Run by a small but passionate team based in Nagercoil, EnChipsu has been making waves in the snack industry. “Uma is our skilled packaging design expert. With her vast experience and keen eye for detail, she has helped us create packaging solutions that ensure our delicious chips reach our customers with minimal to no damage. Vishnu ensures that every bag of chips is carefully packaged and delivered to our customers with the utmost care. Murugan, the man behind the taste of chips at EnChipsu, has 40 years of experience in the field. He is a true master of his craft, blending the perfect combination of spices and crunch to create a snacking experience that is second to none. It’s this collaborative effort that makes us a close-knit family rather than just a team,” Viswa admits.

Chipping in for the comfort food

The brand’s journey has been a rollercoaster of obstacles and opportunities. Lack of capital, limited support for entrepreneurship in Tier 2 and 3 districts, and the stigma associated with starting a business have been obstacles that they have had to overcome. The government’s GST policies  and the time-consuming process of obtaining FSSAI certificates have also posed challenges for them. “The complexity of the government’s GST policy poses challenges for businesses due to multiple tax rates, compliance burdens, technology requirements, regulatory changes, and awareness gaps, making it difficult for businesses to comply effectively. On the one hand it seems promising to notice that the government has come up with plenty of schemes recently to support entrepreneurs. But we really need someone to walk us through them and decode them for simple understanding. Otherwise most of us are not aware of how to make the best use of them,” explains Viswanathan.

Against all odds, EnChipsu remains determined to improve its marketing strategies, study its audience, and learn from the community of entrepreneurs already in the business. They acknowledge that the direct-to-consumer model is a different category that takes time to build a brand image, and surviving in this competitive industry is a milestone in itself. They are also keen on improving their packaging to extend the shelf life of their products and enhance their brand recognition.

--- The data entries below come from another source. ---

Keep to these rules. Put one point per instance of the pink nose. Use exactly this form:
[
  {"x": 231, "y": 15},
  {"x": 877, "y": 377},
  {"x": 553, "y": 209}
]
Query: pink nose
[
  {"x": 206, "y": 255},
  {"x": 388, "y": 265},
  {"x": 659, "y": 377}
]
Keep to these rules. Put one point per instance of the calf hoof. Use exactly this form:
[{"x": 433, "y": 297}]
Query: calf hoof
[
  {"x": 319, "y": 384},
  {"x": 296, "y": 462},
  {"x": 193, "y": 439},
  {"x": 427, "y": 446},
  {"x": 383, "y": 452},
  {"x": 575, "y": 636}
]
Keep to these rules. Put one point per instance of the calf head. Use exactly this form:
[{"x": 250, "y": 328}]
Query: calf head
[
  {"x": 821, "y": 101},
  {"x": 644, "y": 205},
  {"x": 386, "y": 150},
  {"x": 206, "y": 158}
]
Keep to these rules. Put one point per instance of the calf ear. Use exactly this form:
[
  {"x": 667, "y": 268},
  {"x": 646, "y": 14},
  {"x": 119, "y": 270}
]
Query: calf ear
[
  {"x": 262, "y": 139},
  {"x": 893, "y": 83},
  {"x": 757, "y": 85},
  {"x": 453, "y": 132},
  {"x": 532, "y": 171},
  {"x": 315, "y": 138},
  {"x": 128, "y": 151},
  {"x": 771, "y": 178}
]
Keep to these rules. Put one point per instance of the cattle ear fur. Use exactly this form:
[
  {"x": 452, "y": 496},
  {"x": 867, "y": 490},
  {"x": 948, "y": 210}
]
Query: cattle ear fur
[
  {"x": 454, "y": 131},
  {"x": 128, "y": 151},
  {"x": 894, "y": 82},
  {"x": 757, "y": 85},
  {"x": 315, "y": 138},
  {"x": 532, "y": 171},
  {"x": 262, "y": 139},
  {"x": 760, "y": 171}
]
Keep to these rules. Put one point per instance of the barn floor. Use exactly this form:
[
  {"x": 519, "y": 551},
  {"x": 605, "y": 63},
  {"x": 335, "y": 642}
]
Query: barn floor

The name EnChipsu holds a special meaning for them, as it represents a sense of belongingness and emotional connection. The team believes that customers should buy their products only if they genuinely enjoy them. “A problem we small businesses grapple with is the Cash on Delivery Option. It can be a disadvantage due to increased risk of non-payment, higher operational costs, limited scalability, delayed payment realisation, and security concerns, which may hinder the brand’s growth and profitability. Second is the rapid dissemination of negative reviews about food products is a concern that requires attention. It would be helpful if people are mindful of their feedback because a lot of effort goes into this business. A single comment can make or break it. A few years down the line, we want ours to be a brand that everybody associates Nendran chips with and that’s all we are striving for,” smiles Viswa.

EnChipsu is a story of passion, pride, and perseverance. The brand has been taking slow but steady steps towards transforming Nagercoil’s Nendran chips from being a local specialty to a global sensation, one delectable bite at a time. “We have customers who are keen to invest. My aim is to eventually open outlets abroad. The present goal is to sustain in the market for at least a decade and make a mark. We have a long way to go,” he signs off.